On Mon, 20 Aug 2012 21:48:11 -0700 (PDT), Hugh Aguilar
<
hughag...@nospicedham.yahoo.com> wrote:
>On Monday, August 20, 2012 12:45:52 PM UTC-7, George Neuner wrote:
>> On Thu, 16 Aug 2012 20:40:38 -0700 (PDT), Hugh Aguilar
>> <
hughag...@nospicedham.yahoo.com> wrote:
>
>> Any conditional or indirect branch will introduce a bubble into the
>> prefetch pipeline stage ... but on modern chips the question of
>> whether the decode stage will stall depends on if the address resolve
>> must wait on the register (e.g., for a load to complete) and if the
>> branch target location is somewhere in cache. Typically a code fetch
>> from L2 will be fast enough to avoid a stall.
>
>> Now the x86 also has memory-indirect branch where the target is
>> fetched from a location provided as an argument to the instruction.
>> This can't be scheduled as effectively as a separate register load +
>> branch, so memory-indirect pretty much is guaranteed to stall unless
>> the address location happens to be in L1 (and the branch target is in
>> cache as above).
>
>In ITC the cfa is in a register (it is not a literal encoded in the operand),
>and the cfa contains the address of the code to execute. This is
>definitely going to stall.
Typo? I assume you meant the target address is in *memory* (as in a
jump table). This is *not* guaranteed to stall but only to introduce
bubbles into the pipeline. Technically to "stall" means the execution
pipeline drains completely - i.e. the CPU runs out of work to do -
before the code fetch mechanism can provide new work.
Remember that modern x86 (since Pentium and excepting Atom) are OoO
processors. The CPU can look ahead in the instruction stream and
begin working on an upcoming branch before executing unrelated
instructions that precede the branch.
I'm currently not aware of any OoO ARM, but the design doesn't
constrain execution order. ARM itself doesn't make chips - it
licenses the design - and so the details of implementation are up to
the manufacturer.
If both the jump table location and the target of the branch are in
cache, you take a hit but not necessarily a stall. The degree of the
hit depends on exactly where in the cache hierarchy the requested
items lie.
The x86 since i486 has had separate L1 caches for data and code. Since
Pentium Pro (P6) there has been on chip a combined code/data L2 cache.

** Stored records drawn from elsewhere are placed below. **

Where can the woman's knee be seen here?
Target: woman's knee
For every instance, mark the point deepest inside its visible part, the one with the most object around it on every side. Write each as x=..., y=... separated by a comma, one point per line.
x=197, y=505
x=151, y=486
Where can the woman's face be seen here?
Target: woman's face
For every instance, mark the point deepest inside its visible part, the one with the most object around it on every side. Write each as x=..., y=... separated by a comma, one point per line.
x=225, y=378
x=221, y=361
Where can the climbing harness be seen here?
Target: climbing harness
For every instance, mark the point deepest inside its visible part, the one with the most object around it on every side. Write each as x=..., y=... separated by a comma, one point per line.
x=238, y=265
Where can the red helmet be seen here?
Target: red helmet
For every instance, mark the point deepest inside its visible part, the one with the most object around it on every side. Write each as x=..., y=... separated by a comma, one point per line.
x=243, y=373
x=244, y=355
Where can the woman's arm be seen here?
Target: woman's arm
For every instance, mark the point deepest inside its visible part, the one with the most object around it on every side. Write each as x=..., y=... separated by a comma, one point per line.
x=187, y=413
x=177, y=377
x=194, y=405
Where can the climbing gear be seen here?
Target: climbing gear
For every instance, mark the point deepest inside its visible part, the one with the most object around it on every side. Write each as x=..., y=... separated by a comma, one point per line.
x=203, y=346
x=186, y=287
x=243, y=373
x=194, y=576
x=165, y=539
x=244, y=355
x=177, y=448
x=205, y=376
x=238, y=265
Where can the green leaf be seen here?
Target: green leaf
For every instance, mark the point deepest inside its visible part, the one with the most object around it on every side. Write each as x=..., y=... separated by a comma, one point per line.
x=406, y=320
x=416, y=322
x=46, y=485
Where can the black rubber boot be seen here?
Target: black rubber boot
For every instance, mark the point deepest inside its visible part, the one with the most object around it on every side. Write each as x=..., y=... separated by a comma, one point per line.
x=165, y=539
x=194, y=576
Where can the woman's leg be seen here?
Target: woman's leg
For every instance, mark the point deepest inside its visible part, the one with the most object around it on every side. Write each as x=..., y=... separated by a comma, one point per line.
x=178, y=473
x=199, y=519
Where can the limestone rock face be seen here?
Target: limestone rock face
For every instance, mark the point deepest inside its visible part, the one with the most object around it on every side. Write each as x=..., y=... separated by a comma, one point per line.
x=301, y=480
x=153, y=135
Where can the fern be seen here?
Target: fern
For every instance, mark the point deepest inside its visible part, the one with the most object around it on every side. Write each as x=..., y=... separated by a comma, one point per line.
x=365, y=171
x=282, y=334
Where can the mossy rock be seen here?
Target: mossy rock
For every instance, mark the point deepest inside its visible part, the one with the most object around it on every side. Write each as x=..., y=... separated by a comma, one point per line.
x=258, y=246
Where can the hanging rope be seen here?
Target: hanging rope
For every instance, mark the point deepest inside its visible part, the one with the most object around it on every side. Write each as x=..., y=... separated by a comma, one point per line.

Since the Pentium IV the L1 code cache contains not x86 instructions
but rather already decoded instruction traces in the CPU's internal
wide format. Code fetched from the L1 trace cache skips decoding and
is injected directly into the execution stage.
Still the case of a subroutine return followed closely by a memory
indirect branch is likely to cause a pipeline stall ... but this is
because the subroutine return itself *is* a memory indirect branch
(with address pulled from the stack) and the CPU can't handle two
memory indirect branches back-to-back unless all the data and code
involved can be served from the L1 caches.
However, there are ways to tail thread an interpreter so that each
"instruction" subroutine ends with a single indirect branch directly
to the next subroutine. It isn't necessary to return to a dispatcher
after each subroutine.
>In DTC the cfa is in a register (it is not a literal encoded in the operand),
>and the cfa is the address of the code to execute. My understanding
>of what you're saying, is that this won't stall --- although I had assumed
>that it would.
Right. Assuming the address value is in the register the cost to
redirect the prefetch is just an extra cycle to access it. Again this
is dependent on the register load having completed before the branch
instruction begins to execute, and on the target of the branch being
somewhere in cache (at least in L2).
>> It's the need to define code blocks ahead of time which is the
>> problem. Despite also borrowing from Lisp, AFAICT, there is no way in
>> Ruby for a code block (or even a regular function) to close over
>> variables, so references to non-locals within the block will use the
>> current values of those variables at execution time. IMO this creates
>> a lot of potential for programmer confusion between the definition
>> environment and the execution environment.
>
>It seems intuitive that the variables should be the current values at run-time
>--- why would the programmer expect the values at compile-time to be
> used?
I don't have handy a good example and it's a bit difficult to explain
my objection, but it's a matter of context and where the programmer's
attention is focused when writing the code. The case that concerns me
is a too often encountered "oops!" where the programmer's train of
thought gets derailed.
The typical use of a code block is _supposed_ (in the sense of
"thought to be") to be a little helper function defined inline at the
point of use. There are 2 problems with this:
Ruby actively discourages using explicit looping code (though it's
possible) in favor of using iterator functions. Ruby function can
accept a code block argument - but only one. Ruby's built-in iterator
functions all are 1-dimensional and pass only a single argument to the
block when it's executed. It is possible to write your own iterator
functions, but that is an advanced control concept that a lot of
programmers likely will never explore. It far more likely that a
programmer will contort the code to fit what Ruby provides.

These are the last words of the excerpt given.